An external file that holds a picture, illustration, etc.
Object name is fig-4.jpg

While peak linear acceleration was not predictive for neurological trauma, the pattern of average collision events per individual was significantly related to the concussion group as identified using neurocognitive testing (ImPACT). Each participant wore a Riddell® Revolution helmet (Riddell, Elyria, OH) outfitted with a sensor array (HIT System) to record head accelerations in practices and games once the season started (Crisco et al., 2004). Overall the COI−/FOI+ group experienced the greatest number of collision events to each region of the helmet.
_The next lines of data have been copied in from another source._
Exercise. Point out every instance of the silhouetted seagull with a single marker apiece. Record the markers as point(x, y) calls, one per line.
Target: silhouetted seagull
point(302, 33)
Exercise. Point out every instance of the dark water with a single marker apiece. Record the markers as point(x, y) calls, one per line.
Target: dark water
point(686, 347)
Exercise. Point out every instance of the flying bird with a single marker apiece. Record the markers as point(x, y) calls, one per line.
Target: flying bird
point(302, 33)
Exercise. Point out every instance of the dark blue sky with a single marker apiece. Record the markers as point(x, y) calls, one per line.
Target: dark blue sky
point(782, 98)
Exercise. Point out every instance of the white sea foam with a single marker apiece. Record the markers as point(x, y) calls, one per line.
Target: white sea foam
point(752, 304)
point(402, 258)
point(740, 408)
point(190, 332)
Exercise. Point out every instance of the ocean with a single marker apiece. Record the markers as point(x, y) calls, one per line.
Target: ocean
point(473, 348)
The COI−/FOI− group accumulated more collisions per player in each location than did the COI+/FOI+ group, suggesting that the latter group's injuries were not the result of the number of blows, but likely were due to a single or a small number of particularly deleterious collisions. (A) For collision events less than 20g, the COI−/FOI+ group experienced significantly more collision events to the side and the top-front of the helmet (p < 0.05, group-wise one-way ANOVA and Bonferroni-corrected one-tailed t-test). (B) Between 20 and 80g, the COI−/FOI+ group experienced a greater number of collision events to each region of the helmet, but the only location where it reached significance was the top-front. (C) Above 80g, the COI+/FOI+ group experienced significantly more blows to the side of the head, while the COI−/FOI+ group continued to experience a statistically greater number of blows to the top-front of the helmet (COI, clinically-observed impairment; FOI, functionally-observed impairment; ANOVA, analysis of variance).

Further evaluation of the head-collision events experienced by the 11 players assessed during the season revealed that the number of events experienced in the week immediately preceding an in-season assessment (n=14) was significantly correlated with changes in fMRI activation for the 2-back versus 1-back contrast of interest. At the level of anatomical ROIs (Table 2), statistically significant (p<0.05; |r|≥0.53) correlations were observed for collision events with the deviation of the 2-back versus 1-back signal change from that observed for the individual in the pre-season assessment. For all of the ROIs listed in Table 2, fMRI signal changes became less biased in the favor of the 2-back task (i.e., lesser activation for the 2-back task, relative to that evidenced for the 1-back task), as the number of head-collision events increased. While the most consistent changes in activation were located in the DLPFC, the majority of anatomical structures associated with this region (e.g., L MFG, L SFG, and R SFG) are not indicated in Table 2. However, comparison of collision events to calculated changes in hemodynamic response signal amplitude for the aggregated frontal lobe ROI yields a trend that is well described by a linear regression model (R2=0.46; Fig. 5).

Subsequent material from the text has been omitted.